Дульсинея полагала, что это обычное знание, данное каждому, ведь нет ничего сложного, чтобы составлять композиции "борщ", "жаркое", "котлеты", пирог с капустой".
Она огорчалась, когда ей попадалась невкусно исполненная еда, но не верила что сделавший с едой такое человек не умеет готовить. Дульсинея считала что случился какой-то сбой, например, коммуникационный - с едой не удалось договориться, бывает, хоть и жаль конечно. У нее и самой такое бывало - еда порой меняла коды и шифры, и не всегда удавалось их сразу угадать.
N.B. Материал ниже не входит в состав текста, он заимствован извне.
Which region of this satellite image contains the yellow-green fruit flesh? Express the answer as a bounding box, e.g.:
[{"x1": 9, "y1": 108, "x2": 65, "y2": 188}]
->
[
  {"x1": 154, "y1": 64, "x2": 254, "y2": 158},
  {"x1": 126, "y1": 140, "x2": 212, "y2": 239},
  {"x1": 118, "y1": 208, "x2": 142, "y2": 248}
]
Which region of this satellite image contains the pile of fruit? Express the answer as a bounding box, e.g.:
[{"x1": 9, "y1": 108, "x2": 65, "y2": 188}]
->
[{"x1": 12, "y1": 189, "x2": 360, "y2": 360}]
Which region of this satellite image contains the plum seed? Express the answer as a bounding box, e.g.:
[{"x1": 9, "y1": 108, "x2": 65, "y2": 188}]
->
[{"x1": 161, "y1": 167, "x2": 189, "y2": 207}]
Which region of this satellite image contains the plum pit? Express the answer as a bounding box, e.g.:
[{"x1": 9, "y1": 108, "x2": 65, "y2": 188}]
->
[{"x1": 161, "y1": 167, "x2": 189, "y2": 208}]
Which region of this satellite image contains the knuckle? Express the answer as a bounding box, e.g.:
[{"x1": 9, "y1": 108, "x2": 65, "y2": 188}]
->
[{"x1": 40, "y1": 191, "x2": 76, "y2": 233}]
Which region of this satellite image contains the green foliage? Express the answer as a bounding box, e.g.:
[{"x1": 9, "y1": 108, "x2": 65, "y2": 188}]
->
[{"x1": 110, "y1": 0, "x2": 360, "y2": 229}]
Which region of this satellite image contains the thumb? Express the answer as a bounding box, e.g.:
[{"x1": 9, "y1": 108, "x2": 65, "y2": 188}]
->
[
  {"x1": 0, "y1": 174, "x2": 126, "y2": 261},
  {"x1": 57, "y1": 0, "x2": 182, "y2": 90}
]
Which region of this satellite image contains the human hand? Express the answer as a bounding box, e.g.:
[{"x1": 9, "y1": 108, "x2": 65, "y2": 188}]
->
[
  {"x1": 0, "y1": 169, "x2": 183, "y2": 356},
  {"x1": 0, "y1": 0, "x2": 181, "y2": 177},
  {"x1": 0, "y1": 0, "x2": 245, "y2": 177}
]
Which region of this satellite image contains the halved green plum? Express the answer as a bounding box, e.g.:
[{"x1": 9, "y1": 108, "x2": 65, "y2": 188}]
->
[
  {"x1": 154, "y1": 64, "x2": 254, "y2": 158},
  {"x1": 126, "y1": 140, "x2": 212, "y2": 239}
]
А еще Дульсинея ловила себя на странном чувстве, когда ела то, что готовила сама. Эта еда казалась ей ненастоящей.
То ей было смешно и странно, что она кормит себя сама как дикое животное - тем что сама как-бы добыла, то ей казалось что ее дело - кормить других, а значит кто-то должен кормить ее, иначе в цепи - разрыв.
Словом, ей было неспокойно, когда она ела то, что приготовила сама, хотя ей было вкусно - ну еще бы, ведь все делалось на ее вкус.
Чтобы согнать с себя это недоумение, Дульсинея покупала себе что-нибудь приготовленное другими - хлеб в пекарне, колбасу в магазине, курицу-гриль на вынос, всякие крылышки-кинг и бургеры.
Приготовленная кем-то еда восстанавливала в Дульсинее душевное равновесие.
Словно некоторая доза чужого в ней доказывала ее встроенность в мир других.
И это было, пожалуй, самое убедительное доказательство, ведь оно шло в кровь, а значит в саму жизнь Дульсинеи.